3) E o que Design Thinking tem a ver com inovação?
Tudo. Muitos pensadores, acadêmicos ou executivos de grandes empresas já entenderam que não existe inovação sem design. O Design Thinking é uma metodologia comprometida com um futuro melhorado, com a satisfação das evolutivas necessidades humanas e com a valorização das pessoas e organizações. Sua prática sempre busca a realização de idéias novas para solucionar velhos problemas, portanto comprometido na essência com a inovação.
4) Como o Design Thinking pode ajudar pessoas e organizações a serem mais criativas?
Uma enorme vantagem do Design Thinking é que as pessoas não precisam ser designers para serem design thinkers. Basta aceitar a ideia que podemos mudar a forma de pensar. Talvez o maior obstáculo para a mudança individual ou empresarial seja a forma como as pessoas pensam e agem nos dias de hoje.
Roger Martin, reitor da b.school da Universidade de Toronto, argumenta que a as empresas de maior sucesso no futuro, serão aquelas que conseguirem um equilíbrio entre um pensamento analítico e uma originalidade intuitiva, ou seja uma nova forma de pensar um problema. Cada vez mais, é necessário que as pessoas pensem de forma crítica e criativa simultaneamente, assim como é importante ter conhecimentos de finanças, marketing e antropologia.
O Design Thinking, diferente que um pensamento analítico ou racional de um engenheiro, como um dia eu fui, é um processo intuitivo e criativo que cresce através da construção de idéias. Em princípio, não há julgamentos ou medo de fracassar. Um dos mandamentos do DT é que quanto mais cedo você erra, mais cedo você consegue acertar o projeto. A ideia é criar um processo de reconhecimento de padrões ambientais para construir novas possibilidades de estruturas funcionais e emocionais.
5) Tim Brown diz que o design thinking é uma metodologia poderosa para decretar o fim das velhas ideias. Por quê?
Tanto ele, como outros importantes designers, entenderam que a grande missão do design não é a criação de um produto ou a melhoria de um serviço. Mas, ajudar na profunda transformação da cultura de uma organização.
Lee Green, vice-presidente de Valor e Experiência de Marca Global da IBM, disse em Oslo que "o erro mais idiota é ver o design como algo que você faz no final de um processo para consertar uma confusão. Deveria ser o contrário, desde o primeiro dia e fazendo parte de tudo”.
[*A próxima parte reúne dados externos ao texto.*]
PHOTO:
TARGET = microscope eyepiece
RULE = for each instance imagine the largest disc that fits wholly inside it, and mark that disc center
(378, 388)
Já o CEO Joseph M. Hogan, da GE Healthcare Technologies, disse que "o design, nos próximos 10 anos, estará além do produto, além do relacionamento entre as atividades do projeto. Hospitais no futuro terão diferentes formas de interação com o paciente. Nós devemos pensar no cenário no qual o design poderá afetar toda a experiência do sistema de saúde.”
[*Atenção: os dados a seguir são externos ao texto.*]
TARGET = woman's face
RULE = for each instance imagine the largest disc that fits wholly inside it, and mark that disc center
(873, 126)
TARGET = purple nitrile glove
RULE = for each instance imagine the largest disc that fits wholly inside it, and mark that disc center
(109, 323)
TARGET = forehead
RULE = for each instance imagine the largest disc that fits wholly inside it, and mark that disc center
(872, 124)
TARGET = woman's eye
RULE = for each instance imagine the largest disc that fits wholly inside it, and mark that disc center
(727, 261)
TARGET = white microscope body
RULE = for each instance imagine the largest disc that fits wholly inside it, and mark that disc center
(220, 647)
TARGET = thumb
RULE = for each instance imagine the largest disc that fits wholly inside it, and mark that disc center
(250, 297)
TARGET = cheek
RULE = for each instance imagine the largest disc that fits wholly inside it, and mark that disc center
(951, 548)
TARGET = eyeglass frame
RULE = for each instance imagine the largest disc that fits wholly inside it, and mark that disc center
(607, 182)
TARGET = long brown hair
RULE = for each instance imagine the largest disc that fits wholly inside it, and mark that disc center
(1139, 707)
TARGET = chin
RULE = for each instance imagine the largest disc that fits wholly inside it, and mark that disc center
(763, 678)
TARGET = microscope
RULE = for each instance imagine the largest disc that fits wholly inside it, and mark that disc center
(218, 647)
O que eu gostaria de enfatizar é que não são mais os designers que falam sobre a importância do design, mas os próprios empresários e empreendedores.
6) O que um produto deve ter para ser considerado realmente inovador?
Um produto inovador precisa conquistar um valor emocional inédito. Porém, a própria formulação dessa pergunta é uma confirmação de que quando se pensa em inovação, imagina-se quase sempre em um produto inovador. Porém, a grande revolução que o DT pode fazer para uma organização, seja ela privada ou governamental, é a implantação de uma nova forma de pensar-e-agir, em novos formatos de negócios. A grande oportunidade dessa metodologia, ainda em construção, é a transformação que ela pode fazer nos processos humanos, principalmente nas empresas de prestação de serviços.
Um dos motivos pelo sucesso da Procter & Gamble na última década foi a incorporação de Design Thinking no próprio DNA da empresa. A jornada da P&G com o Design Thinking começou quando o recém nomeado CEO, A.G. Lafley convenceu uma contadora de talento, Claudia Kotchka a assumir a vice-presidência de Design e Inovação, com a missão de transformar o Design Thinking em parte da cultura corporativa da empresa. Na realidade empresarial da P&G, a inovação se tornou um processo permanente até em áreas tipicamente não criativas da empresa. Os produtos inovadores, foram uma decorrência dos processos operacionais também inovadores.